Last week we wrote about the U.S. Consumer Financial Protection Bureau’s ongoing crusade aiming to simplify credit card agreements, even as the CFPB’s own survey had found that consumers reported to be fairly satisfied with how the current, post-CARD Act, version is presenting the terms and conditions of these contracts.
As promised, the CFPB has now released its vision of a “shorter, simpler credit card agreement” and has posted it on its website for comments. Well, having reviewed CFPB’s version and compared it to a generic agreement, my conclusion is that it is neither shorter, nor simpler, although it is made to look that way. Let me explain.
CFPB’s Proposed Agreement
The bureau has split the credit card agreement into two separate parts. The first one lists the terms and conditions of the contract, which runs into two pages and I think that most Americans who have ever applied for credit cards will find it familiar.
The second part of the agreement consists of definitions of the terms used in the contract, listed in an alphabetical order. It runs into six pages, extending the total length of the agreement to eight pages, although it is presented as not being a part of the agreement.
Now let’s see how the proposed version compares to a currently used generic agreement.
CFPB vs. American Express
You can find generic versions of the agreements used by U.S. banks on CFPB’s website here. I picked the agreement used by American Express Bank, FSB, because this is one of the biggest U.S. issuers and I’m pretty sure it is fairly representative for the field.
The first observation is that the AmEx agreement, just like the CFPB’s, is split into two separate parts. The first one contains the terms and conditions and the second — titled “Supplement to the Cardmember Agreement” — provides explanations of terms, as well as a description of the associated rewards program.
Both agreements run into eight pages, even though the CFPB version does not have to describe a rewards program, which takes about a page of AmEx’s. So CFPB’s agreement is in fact a page longer than AmEx’s.
But has the CFPB managed to simplify the agreement? Well, let’s look at how the agency’s version explains the way interest is calculated:
How is interest calculated?
We calculate interest using the daily balance method with compounding. This means that interest compounds daily.
We will not charge you interest on purchases if you pay your full account balance by the due date each month. This is called a grace period. If you do not take advantage of the grace period, we will charge interest starting the day you make a purchase. If you do not pay your full account balance on time in any month you will lose your grace period until you pay your full account balance on time x months in a row. You pay interest on cash advances or balance transfers from [date].
Here is how AmEx has done it:
We use the Average Daily Balance method (including new transactions) to figure interest charges for each balance. The total interest charged for a billing period is the sum of the interest charged on each balance.

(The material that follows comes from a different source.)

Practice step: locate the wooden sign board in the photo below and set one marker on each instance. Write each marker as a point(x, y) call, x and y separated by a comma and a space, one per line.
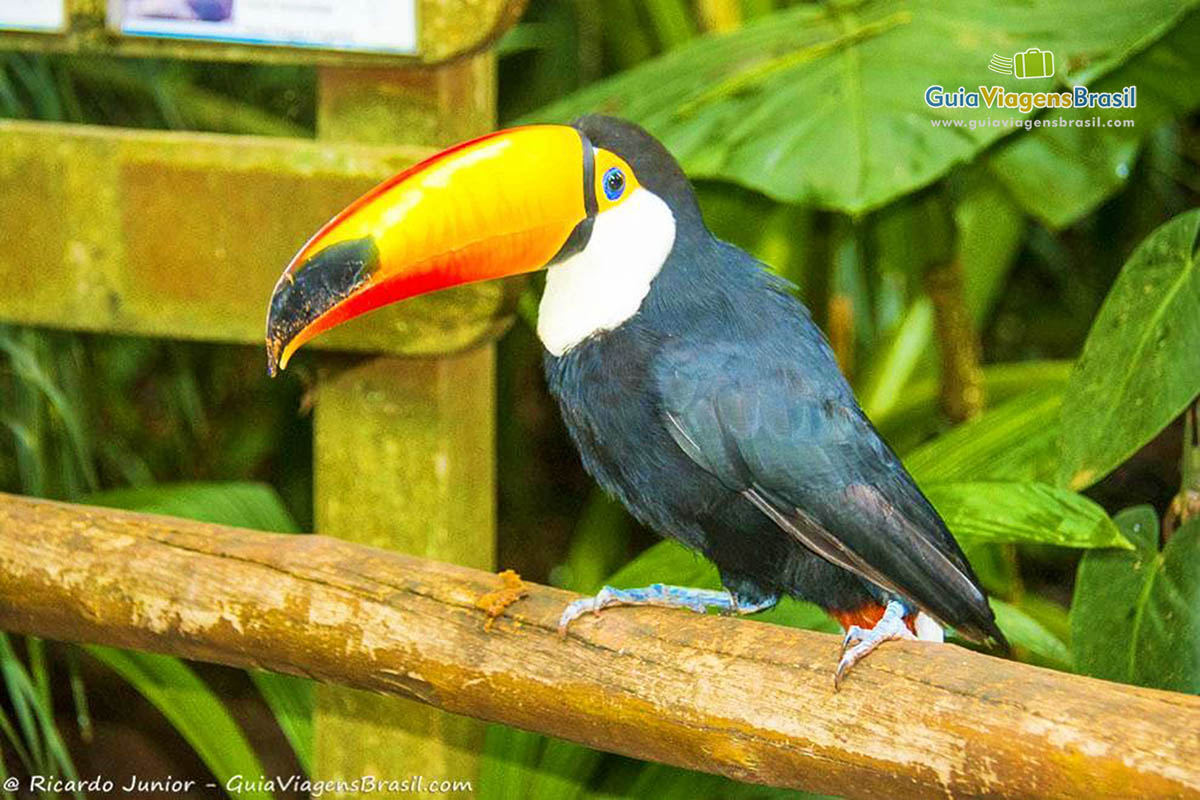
point(49, 16)
point(357, 25)
point(372, 34)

The interest charged for a balance in a billing period, except for variations caused by rounding, equals:
- Average Daily Balance (ADB) x
- Daily Periodic Rate (DPR) x
- number of days the DPR was in effect.
To get the ADB for a balance, we add up its daily balances. Then we divide the result by the number of days the DPR for that balance was in effect. If the daily balance is negative, we treat it as zero.
A DPR is 1/365th of an APR, rounded to one tenthousandth of a percentage point. Your DPRs are shown in How Rates and Fees Work on page 2 of Part 1.
I can’t find anything particularly novel in CFPB’s proposal. People will still need to look up what prime rate means and will still need to learn how to calculate compound interest, if they want to know what their interest payments will be.
Let’s take another example, this one informing cardholders when they have to make payments. First, CFPB:
We will send your bill to the address on file. You agree to pay all authorized charges on the bill, including interest and fees. You agree to pay us for charges that we allow over your credit limits. You must pay at least the minimum payment by the due date stated on each bill. Your minimum payment will be [insert formula].
You must pay at least the Minimum Payment Due by the Payment Due Date. The Minimum Payment Due and Payment Due Date are shown on each billing statement.
Each statement also states the time and manner by which you must make your payment for it to be credited as of the same day it is received. For your payment to be considered on time, we must receive at least the Minimum Payment Due in such time and manner by the Payment Due Date shown on your billing statement.
Once again, there is no difference. I can go on, but you get the idea.
The point is that the CARD Act did a pretty good job at simplifying credit card agreements, as consumers have already told the CFPB. It is true that some terms are still not well understood, but I don’t think that any amount of explanation will change that.
In fact, the CFPB may be in agreement with me on that last point. For example, its proposed agreement refers to the compound interest rate in its explanation of how interest is calculated (see quote above), but it does not even attempt to explain it. I can understand why. The only way to do so in a meaningful way would involve a formula — A = P(1 + r/n)nt — and I would bet you $10,000 (sorry Mitt Romney) a quarter that most Americans would find this confusing and would accuse the offending card issuer (or the CFPB, for that matter) of using math to hide the truth.
So yes, the CARD Act has already succeeded in simplifying and shortening credit card agreements and the CFPB is wasting government resources in its attempt to do it all over again.